I don’t know about you people, but my money’s on number 4.
(That was just to try and make you think that there is a sane D-Man some of the time. Did it work?)
Anyway. My marvellous web-administrator has come up with a solution for the problem, which includes injecting me with a mild sedative at night, in an attempt to prevent sleep-spamming.
So the Notification List is safe to use again, for those who care.
OK, let’s get one thing clear.
It’s D-Man BITES dog.
Not D-Man gets intimate with dogs.
Checking out your site meter stats can be a disturbing thing sometimes.
Like the fact that www.d-manbitesdog.com gets a lot of traffic from people googling “man” AND (some other words) AND “dog”.
Cos I’ve made it quite clear from the outset that the D-Man prefers sheep.
Mmmmm, warm woolly love.
Other search engine queries that sent people here, include:
- Hash
- Man's G-Spot
- How to get my wife to go braless
- manhood OR whipped OR by OR another OR man
- Humping monkeys
- David Hasselhoff
- Sheeplovers anonymous
Impressively, someone using a Yahoo NZ search for the word “man” got D-Man Bites Dog as the top reference from 2,350,000 hits.
Unimpressively, a bunch of advertisements for gay dating sites were listed above it.
Still.
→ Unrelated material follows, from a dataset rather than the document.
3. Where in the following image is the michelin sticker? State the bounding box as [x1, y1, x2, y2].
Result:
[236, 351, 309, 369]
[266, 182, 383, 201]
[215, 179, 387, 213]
Could’ve been worse.
It could’ve been beneath a bunch of adverts for the David Hasselhoff Fan Club.
Anyone tried this?
It’s Googlism. You enter your name, and it tells you what the internet thinks of you.
For example:
- d-man is writing a novel, apparently
- d-man is too cute for words
- d-man is right as always
- d-man is a physical presence
- d-man is used to poor performances
- d-man, please give me back my fucking hedge trimmers. You have had them for two years now and you don't even own a hedge.
And yet you still loaned them to me? Sucker!